5 Tips to Surviving Your First Teenager

I'm sure you were thrilled when you had a "first born" and got to experience the wonder and excitement of being a parent for the first time. You had plans and dreams of raising a kind, intelligent and all around wonderful person. Then one day you experienced the realization that you were suddenly raising your first teenager and that, as they say, is a whole other ball game. Who is this moody, angry, rebellious child? Where is your sweet, happy, loving baby? I hate to break it to you but that baby is long gone.

When my first born became a teenager I thought that we would be friends, that he would confide in me and trust that Mom always knew best. In reality he decided I was extremely stupid and knew nothing about parenting. Over the past five years (he's 17 now!) I've learned several helpful tips for surviving your first teenager. You can't rush them past the tough teenage years, but you can work through them together so that when your firstborn becomes an adult you will feel that you've done a great job and that you've raised someone you are proud to know.
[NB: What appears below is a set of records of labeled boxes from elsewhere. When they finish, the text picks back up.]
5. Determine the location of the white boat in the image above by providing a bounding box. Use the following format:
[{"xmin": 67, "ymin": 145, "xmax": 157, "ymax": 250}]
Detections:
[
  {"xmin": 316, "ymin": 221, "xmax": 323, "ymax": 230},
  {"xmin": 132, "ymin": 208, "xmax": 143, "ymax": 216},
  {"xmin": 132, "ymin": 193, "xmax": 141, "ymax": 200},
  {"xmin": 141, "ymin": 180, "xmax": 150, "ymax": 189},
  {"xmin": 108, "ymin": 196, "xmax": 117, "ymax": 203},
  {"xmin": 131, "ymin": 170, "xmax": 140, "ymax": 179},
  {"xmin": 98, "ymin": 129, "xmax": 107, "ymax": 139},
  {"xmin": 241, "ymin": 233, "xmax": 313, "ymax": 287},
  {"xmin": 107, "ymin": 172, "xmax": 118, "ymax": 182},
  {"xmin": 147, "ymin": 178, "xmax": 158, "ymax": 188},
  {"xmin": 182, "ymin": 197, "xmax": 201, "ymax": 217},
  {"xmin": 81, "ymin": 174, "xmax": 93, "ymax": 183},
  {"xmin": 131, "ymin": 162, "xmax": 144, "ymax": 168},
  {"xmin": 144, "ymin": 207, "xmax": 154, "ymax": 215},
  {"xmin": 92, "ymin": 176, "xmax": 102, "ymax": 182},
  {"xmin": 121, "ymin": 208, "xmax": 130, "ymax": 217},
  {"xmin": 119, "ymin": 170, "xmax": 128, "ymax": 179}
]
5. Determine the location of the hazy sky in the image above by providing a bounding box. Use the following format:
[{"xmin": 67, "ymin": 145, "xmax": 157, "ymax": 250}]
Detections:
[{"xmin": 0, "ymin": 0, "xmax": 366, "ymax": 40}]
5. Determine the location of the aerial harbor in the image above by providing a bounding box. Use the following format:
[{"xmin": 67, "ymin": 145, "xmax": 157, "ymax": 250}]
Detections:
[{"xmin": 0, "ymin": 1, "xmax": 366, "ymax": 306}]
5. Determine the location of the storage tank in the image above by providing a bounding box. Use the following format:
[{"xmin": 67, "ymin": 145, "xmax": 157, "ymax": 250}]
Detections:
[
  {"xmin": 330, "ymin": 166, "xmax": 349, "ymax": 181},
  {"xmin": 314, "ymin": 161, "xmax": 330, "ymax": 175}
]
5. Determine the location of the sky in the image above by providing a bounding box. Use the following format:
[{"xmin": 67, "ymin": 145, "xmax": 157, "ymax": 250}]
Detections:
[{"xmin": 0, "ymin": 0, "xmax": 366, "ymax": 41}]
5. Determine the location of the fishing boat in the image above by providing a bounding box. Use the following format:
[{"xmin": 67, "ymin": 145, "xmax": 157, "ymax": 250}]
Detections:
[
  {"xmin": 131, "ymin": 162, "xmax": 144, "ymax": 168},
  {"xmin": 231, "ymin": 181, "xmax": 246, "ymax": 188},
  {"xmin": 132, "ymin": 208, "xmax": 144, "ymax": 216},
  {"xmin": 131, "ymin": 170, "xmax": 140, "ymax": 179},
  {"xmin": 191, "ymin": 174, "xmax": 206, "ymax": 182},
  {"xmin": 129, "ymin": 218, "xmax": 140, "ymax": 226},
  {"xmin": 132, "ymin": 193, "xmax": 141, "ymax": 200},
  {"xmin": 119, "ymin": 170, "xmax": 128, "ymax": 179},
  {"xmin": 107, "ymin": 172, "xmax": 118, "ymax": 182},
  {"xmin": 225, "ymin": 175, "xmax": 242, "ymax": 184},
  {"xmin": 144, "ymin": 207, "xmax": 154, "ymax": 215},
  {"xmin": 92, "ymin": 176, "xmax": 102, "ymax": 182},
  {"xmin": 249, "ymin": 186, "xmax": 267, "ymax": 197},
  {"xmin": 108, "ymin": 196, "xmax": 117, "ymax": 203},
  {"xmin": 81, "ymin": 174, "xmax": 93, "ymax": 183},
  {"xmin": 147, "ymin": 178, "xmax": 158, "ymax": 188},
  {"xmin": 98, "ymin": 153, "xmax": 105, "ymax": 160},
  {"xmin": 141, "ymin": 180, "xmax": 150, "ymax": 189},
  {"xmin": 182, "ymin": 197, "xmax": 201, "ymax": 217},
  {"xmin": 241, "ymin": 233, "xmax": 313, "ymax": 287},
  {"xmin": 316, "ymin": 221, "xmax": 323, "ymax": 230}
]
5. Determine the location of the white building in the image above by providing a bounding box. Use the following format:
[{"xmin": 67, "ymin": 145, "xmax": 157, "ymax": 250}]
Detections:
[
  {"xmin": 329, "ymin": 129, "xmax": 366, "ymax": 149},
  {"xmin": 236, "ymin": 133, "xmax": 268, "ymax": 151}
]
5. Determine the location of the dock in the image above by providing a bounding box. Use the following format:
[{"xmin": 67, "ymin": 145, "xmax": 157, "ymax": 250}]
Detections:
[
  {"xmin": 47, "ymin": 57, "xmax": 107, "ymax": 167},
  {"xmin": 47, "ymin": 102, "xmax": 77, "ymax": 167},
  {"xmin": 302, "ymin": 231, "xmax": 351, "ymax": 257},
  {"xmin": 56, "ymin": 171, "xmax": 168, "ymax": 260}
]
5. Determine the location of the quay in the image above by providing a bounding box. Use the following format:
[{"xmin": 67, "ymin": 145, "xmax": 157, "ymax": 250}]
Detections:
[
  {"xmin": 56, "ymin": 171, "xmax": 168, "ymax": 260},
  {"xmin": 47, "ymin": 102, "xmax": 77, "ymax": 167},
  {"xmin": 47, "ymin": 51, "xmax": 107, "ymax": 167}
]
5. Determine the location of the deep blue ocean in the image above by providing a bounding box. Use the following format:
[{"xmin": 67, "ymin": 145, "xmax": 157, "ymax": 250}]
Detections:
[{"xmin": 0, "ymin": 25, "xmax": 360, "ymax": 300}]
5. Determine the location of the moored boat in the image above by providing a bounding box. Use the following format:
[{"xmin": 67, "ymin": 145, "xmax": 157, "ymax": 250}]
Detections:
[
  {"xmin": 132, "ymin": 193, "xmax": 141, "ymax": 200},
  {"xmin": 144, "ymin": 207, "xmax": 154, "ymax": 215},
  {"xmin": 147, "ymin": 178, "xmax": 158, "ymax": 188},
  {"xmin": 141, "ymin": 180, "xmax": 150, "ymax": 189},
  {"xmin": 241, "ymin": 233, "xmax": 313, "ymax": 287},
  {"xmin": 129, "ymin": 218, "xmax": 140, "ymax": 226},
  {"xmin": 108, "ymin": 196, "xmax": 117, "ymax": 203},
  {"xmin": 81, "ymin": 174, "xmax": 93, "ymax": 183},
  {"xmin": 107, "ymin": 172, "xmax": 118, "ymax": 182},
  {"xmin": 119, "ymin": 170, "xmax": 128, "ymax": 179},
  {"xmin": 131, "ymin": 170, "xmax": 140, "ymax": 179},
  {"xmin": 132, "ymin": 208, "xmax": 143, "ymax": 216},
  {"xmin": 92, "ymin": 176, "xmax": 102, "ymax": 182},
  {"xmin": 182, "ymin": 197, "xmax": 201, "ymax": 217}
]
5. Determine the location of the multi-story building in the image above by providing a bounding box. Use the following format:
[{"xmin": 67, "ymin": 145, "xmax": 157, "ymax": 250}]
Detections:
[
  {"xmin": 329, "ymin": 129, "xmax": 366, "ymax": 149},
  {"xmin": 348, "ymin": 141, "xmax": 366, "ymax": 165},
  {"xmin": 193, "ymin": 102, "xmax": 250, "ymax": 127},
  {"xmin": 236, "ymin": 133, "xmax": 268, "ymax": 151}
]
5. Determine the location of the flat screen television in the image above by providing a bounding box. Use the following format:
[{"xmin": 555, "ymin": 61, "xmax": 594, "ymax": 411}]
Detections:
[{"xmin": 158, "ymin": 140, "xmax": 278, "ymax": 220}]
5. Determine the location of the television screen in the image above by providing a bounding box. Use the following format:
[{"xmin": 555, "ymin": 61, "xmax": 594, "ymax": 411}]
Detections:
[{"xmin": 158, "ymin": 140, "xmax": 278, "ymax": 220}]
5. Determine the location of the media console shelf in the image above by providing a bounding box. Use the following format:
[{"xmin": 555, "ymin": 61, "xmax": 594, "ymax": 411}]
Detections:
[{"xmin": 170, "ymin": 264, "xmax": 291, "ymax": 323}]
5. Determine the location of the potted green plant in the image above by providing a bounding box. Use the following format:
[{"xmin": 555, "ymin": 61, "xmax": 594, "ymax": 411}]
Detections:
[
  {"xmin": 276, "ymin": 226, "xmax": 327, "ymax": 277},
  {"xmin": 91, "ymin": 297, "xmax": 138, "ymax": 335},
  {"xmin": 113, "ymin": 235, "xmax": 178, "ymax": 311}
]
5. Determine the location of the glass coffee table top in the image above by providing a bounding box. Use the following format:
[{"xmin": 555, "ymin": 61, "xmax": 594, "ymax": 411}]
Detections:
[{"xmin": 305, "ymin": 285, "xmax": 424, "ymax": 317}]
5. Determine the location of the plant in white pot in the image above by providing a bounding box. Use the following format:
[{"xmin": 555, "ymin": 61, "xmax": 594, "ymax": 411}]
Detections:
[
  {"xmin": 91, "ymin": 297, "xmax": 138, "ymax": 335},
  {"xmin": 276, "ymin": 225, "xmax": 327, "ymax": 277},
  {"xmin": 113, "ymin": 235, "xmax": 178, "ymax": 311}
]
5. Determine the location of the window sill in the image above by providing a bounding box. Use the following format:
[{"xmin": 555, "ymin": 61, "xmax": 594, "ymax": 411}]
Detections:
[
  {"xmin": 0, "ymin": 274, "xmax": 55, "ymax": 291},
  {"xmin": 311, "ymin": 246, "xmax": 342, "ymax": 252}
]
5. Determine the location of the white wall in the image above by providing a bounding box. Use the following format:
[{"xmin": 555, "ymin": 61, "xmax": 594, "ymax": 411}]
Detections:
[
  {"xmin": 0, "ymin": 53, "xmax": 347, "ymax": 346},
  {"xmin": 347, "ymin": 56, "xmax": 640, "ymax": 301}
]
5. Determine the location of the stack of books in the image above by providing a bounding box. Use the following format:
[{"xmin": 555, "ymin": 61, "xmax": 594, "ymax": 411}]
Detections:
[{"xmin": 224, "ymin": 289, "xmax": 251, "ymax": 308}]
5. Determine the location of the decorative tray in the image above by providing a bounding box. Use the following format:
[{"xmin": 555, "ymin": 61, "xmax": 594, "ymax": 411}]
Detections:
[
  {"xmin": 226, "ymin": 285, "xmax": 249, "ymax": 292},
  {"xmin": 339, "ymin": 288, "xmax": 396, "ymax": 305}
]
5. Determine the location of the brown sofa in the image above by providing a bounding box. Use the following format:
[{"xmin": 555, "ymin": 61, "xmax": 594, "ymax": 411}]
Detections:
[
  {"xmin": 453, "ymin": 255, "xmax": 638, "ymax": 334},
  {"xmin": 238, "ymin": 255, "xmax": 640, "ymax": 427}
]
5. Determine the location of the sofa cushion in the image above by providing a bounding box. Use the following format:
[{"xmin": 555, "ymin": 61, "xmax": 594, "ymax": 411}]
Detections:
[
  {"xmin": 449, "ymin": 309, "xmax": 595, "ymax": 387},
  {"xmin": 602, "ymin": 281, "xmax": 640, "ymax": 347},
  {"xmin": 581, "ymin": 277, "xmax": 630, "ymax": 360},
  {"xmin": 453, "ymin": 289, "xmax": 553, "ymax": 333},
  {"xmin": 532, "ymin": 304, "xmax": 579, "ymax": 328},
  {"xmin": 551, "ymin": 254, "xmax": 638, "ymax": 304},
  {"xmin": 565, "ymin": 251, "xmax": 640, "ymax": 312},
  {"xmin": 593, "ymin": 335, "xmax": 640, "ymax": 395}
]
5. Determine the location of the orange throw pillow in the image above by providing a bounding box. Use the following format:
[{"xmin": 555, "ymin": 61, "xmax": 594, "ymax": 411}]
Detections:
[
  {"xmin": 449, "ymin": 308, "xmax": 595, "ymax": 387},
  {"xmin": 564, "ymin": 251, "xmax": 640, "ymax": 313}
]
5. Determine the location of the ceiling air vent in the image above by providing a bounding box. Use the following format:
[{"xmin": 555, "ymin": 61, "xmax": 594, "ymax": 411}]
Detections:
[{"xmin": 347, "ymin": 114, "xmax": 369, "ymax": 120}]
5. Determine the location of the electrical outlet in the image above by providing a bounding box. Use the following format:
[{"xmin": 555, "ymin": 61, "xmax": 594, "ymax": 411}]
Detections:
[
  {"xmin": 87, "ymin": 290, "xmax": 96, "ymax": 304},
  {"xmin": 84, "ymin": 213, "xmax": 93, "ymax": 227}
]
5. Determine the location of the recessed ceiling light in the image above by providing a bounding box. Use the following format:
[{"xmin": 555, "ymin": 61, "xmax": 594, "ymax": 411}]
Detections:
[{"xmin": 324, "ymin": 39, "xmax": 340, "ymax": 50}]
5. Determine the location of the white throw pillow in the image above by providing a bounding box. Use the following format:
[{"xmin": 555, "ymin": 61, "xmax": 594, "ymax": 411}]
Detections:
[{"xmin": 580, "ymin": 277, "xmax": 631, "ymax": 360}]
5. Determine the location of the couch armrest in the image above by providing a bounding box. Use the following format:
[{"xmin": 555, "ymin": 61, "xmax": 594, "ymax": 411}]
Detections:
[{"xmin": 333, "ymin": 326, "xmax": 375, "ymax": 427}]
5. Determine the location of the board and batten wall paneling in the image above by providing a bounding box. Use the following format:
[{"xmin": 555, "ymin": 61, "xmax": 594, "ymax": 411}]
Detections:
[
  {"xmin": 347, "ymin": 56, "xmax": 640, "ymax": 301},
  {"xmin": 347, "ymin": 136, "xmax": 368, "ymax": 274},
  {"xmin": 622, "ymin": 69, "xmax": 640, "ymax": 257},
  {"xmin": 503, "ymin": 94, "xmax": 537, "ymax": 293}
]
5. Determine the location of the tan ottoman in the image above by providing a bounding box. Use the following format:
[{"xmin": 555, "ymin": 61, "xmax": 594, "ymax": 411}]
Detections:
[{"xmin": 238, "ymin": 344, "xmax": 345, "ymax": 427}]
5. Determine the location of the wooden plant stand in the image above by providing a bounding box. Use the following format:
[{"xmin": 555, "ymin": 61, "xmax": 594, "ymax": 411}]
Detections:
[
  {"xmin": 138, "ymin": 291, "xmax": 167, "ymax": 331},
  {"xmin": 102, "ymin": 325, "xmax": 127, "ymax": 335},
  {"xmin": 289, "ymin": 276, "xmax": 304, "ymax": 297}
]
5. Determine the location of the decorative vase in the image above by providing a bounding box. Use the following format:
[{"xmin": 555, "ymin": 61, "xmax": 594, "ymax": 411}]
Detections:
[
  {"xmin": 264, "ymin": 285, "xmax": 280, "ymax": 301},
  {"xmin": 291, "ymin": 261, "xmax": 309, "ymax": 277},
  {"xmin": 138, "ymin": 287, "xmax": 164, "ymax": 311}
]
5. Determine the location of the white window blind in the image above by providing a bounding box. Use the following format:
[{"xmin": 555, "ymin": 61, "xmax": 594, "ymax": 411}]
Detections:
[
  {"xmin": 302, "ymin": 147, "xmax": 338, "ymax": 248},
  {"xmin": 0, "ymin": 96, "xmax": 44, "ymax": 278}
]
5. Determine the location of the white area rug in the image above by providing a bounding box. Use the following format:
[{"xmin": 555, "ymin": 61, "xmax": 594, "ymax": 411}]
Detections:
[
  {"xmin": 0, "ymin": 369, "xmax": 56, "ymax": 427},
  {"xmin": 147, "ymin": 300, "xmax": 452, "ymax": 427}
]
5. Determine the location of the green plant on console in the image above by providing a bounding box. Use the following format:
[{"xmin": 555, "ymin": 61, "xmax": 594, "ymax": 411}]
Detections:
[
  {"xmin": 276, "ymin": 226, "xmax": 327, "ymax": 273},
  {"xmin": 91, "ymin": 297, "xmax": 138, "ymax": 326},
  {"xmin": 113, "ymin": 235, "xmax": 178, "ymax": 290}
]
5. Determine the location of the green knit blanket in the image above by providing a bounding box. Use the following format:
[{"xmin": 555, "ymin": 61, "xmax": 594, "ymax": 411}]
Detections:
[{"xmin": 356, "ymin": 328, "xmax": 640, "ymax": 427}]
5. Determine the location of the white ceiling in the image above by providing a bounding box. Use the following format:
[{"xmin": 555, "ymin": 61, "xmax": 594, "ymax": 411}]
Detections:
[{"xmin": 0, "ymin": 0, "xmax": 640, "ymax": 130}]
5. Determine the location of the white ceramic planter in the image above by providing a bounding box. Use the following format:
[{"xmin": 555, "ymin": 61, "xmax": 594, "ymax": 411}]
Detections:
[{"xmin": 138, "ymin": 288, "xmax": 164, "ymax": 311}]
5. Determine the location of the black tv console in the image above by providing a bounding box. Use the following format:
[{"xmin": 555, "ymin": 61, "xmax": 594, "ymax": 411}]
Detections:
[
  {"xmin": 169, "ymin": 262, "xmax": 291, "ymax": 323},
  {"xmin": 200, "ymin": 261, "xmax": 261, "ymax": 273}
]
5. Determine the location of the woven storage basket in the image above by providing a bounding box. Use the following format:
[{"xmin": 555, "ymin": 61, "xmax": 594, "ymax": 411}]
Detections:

1. Admit when you are wrong

No, it doesn't happen often but when your gleeful teenager proves you wrong be woman enough to admit it. This does tend to boost the teenage ego and obnoxious know- it- all attitude temporarily. But hopefully your teen will refrain from doing the "told ya so" dance. If he does dare to do that, store up the indignity you feel and make sure he gets it right back; after all he's wrong much more often than you are.

2. Realize that your baby is becoming an adult

He is stuck in that hard to navigate area where he is trying to be independent but he still needs permission to do the things he wants to do. How can he be responsible for his actions if you never let him take some chances and learn things on his own? I know it's hard Mom, but let him mess up once in a while otherwise he'll never learn to be a responsible adult.

3. Listen to your teenager

On the rare occasions he decides to seek you out it is important that your teen knows that if he needs to talk to you that you are there. Even if the two of you don't agree on what you talk about the communication is the important part. So be there and be available, but don't force yourself into his business, after all he's almost an adult. I've had to learn that there are some things he won't come to Mom with and that most of the time his friends are his sounding board.

4. Learn to compromise

While there are some things you just can't give on, there are ways to make it seem as if you are giving your teen the freedom and responsibilities they want without simply turning them loose. You don't want your teen to think he can negotiate everything, but when my son comes to me with something that would be an automatic "No" I try to offer an alternative and work with him to agree on something that works for both of us.

5. When all else fails, look inward

When my teen informed me that I "just don't understand" his life, his feelings, his pressures during a long drawn out argument I was at the end of my rope. I retorted that he doesn't understand mine. Then I thought about what I had said and I changed my approach. I said "Son, I can remember being a teenager; I do understand. But I've never raised a teenager before so I'm just doing the best I can. I love you and I want to be the best Mom I can be, but honestly, I'm clueless. I'm flying by the seat of my pants." The speechless look he gave me told me that I had finally broken through. Since that discussion we have a much calmer and understanding relationship on both sides.